L’entrepreneuse, figure de l’industrie minière en Guyane, était déjà membre du Comité de l’eau et de la biodiversité depuis 2021, mais n’était jusque-là pas membre du bureau exécutif. Grâce au soutien de son président Patrick Lecante, les miniers font donc leur entrée dans ce comité pour la première fois.
Au grand dam d’associations de défense de l’environnement, surprises de cette nomination validée par arrêté préfectoral au vu du « passif » de Carol Ostorero. En effet, l’orpailleuse, à la tête d’une dizaine de sociétés minières, a vu l’une d’entre elle – Gold’Or – être condamnée à trois reprises entre 2020 et 2024 pour la pollution intentionnelle d’une crique près de Mana en 2018 sur un site d’extraction minière. L’entreprise poursuivie au titre de la personne morale – Carol Ostorero n’est pas poursuivie personnellement dans cette affaire – a été condamnée en première instance en 2020, en appel en 2022, puis de nouveau en appel en 2024 après une première cassation demandée et obtenue par la défense en 2023.
Fin mars, la cour d’appel de Cayenne a de nouveau condamné Gold’Or pour « déversement de substance nuisible dans les eaux souterraines, superficielles ou de la mer, d’autre part, de rejet en eau douce ou pisciculture de substance nuisible au poisson ou à sa valeur alimentaire« . Lors de la réhabilitation du site minier exploité par Gold’Or, un bassin de rétention des boues avait été ouvert à la pelle mécanique et s’était déversé dans un canal de dérivation, qui lui-même s’était jeté dans la crique Kokioko. Les analyses de la turbidité de l’eau réalisées par l’Institut Pasteur ont relevé une turbidité de l’ordre de 171 470 mg par litre d’eau alors que le seuil légal fixé par l’Agence régionale de santé (ARS) est de 35 mg/L. La limite autorisée a ainsi été dépassée de 4 800 fois.
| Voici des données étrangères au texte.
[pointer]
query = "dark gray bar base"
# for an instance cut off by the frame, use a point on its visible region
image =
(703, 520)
L’affaire n’est cependant pas définitivement close puisqu’après la dernière condamnation en appel en mars, Carol Ostorero et ses frères ont décidé de se pourvoir à nouveau en cassation, nous avait indiqué début mai par téléphone leur avocat, Me Jean-Yves Marcault-Dérouard.
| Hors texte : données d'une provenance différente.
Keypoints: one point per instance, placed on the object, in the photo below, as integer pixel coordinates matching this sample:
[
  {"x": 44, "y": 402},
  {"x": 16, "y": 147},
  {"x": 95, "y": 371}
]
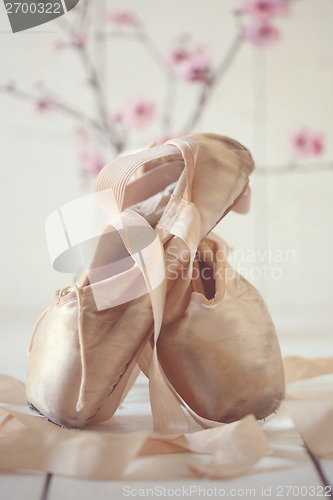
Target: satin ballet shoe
[
  {"x": 222, "y": 354},
  {"x": 82, "y": 357}
]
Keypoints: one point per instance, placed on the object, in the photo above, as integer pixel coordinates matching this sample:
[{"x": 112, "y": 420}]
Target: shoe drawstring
[{"x": 80, "y": 401}]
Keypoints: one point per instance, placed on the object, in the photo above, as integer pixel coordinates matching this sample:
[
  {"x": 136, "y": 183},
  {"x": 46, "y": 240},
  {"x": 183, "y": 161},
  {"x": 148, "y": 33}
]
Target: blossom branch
[
  {"x": 220, "y": 71},
  {"x": 57, "y": 104}
]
Interrogé sur ces casseroles judiciaires, le président du Comité de l’eau, Patrick Lecante, assume sans aucun malaise son soutien à Carol Ostorero. « Ce n’est pas polémique pour moi, c’est même moi qui ai fait entrer madame Ostorero et la Fedomg au sein du CEB car nous avons besoin du retour d’expérience des miniers. Le territoire se vit dans sa globalité, avec ses contradictions, pour avoir tous les points de vue possibles et une vision transversale sur les sujets » justifie l’édile à la tête du comité depuis 2015.
« Le sujet avec Mme Ostorero c’est de savoir si en droit elle peut siéger ou pas, ce n’est pas une question de légitimité. Si la question du droit se pose un jour, on repensera à sa place au sein du bureau du CEB, mais pas pour l’instant.«
Photo de Une : Carol Ostorero a été présidente de la Fédération des opérateurs miniers de Guyane (FedomG) entre 2016 et 2023 © Marion Briswalter / Guyaweb
NB : Le titre de l’article a été mis à jour vendredi 14 juin 2024.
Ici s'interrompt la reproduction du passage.